Article ID Journal Published Year Pages File Type
495486 Applied Soft Computing 2014 12 Pages PDF
Abstract

•This study examines the multiprocessor flow shop problems with an objective function to minimize total weighted earliness and tardiness and machine idle time.•We formulate an integer programming for the constrained due window and setups multiprocessor flow shop scheduling problems.•Introduction to the proposed twin particle swarm optimization (TPSO).•Various approaches are compared in small and large scale problems.•Computational test results demonstrate the outstanding performance of the proposed method for the attempted problems.
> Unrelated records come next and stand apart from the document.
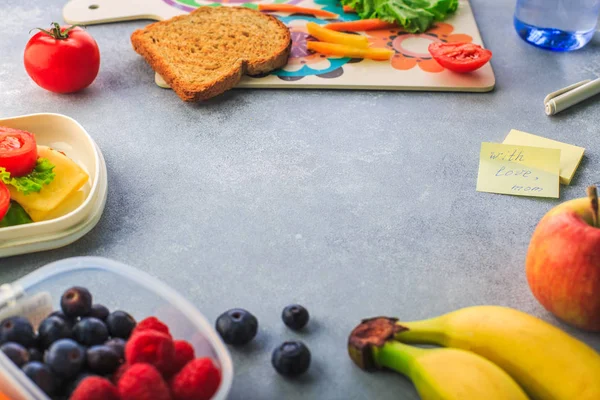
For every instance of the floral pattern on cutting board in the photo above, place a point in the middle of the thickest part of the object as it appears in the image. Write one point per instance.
(410, 50)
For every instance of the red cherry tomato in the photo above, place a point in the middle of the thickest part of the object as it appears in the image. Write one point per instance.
(62, 60)
(460, 57)
(18, 151)
(4, 200)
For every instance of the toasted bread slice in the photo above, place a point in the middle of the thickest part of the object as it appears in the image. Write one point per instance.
(206, 52)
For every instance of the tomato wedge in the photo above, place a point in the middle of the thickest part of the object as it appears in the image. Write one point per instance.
(4, 200)
(460, 57)
(18, 151)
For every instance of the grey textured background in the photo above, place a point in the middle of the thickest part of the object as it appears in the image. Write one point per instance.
(352, 203)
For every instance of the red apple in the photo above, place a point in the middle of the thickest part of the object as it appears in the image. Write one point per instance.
(563, 262)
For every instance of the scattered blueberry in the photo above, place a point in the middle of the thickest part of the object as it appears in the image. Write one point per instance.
(66, 358)
(118, 345)
(76, 302)
(52, 329)
(99, 311)
(42, 376)
(291, 358)
(71, 386)
(36, 355)
(102, 359)
(17, 329)
(120, 324)
(60, 314)
(237, 326)
(17, 353)
(295, 316)
(90, 331)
Particle swarm optimization (PSO) is a novel metaheuristic, which has been applied in a wide variety of production scheduling problems. Two basic characteristics of this algorithm are its efficiency and effectiveness in providing high-quality solutions. In order to improve the traditional PSO, this study proposes the incorporation of a local search heuristic into the basic PSO algorithm. The new, hybrid, metaheuristic is called “twin particle swarm optimization (TPSO)”. The proposed metaheuristic scheme is applied to a flow shop with multiprocessors scheduling problem, which can be considered a real world case regarding the production line. This study, as far as the multiprocessors flow shop production system is concerned, utilizes sequence dependent setup times as constraints. Finally, simulated data confirm the effectiveness and robustness of the proposed algorithm. The data test results indicate that TPSO has potential to replace PSO and become a significant heuristic algorithm for similar problems.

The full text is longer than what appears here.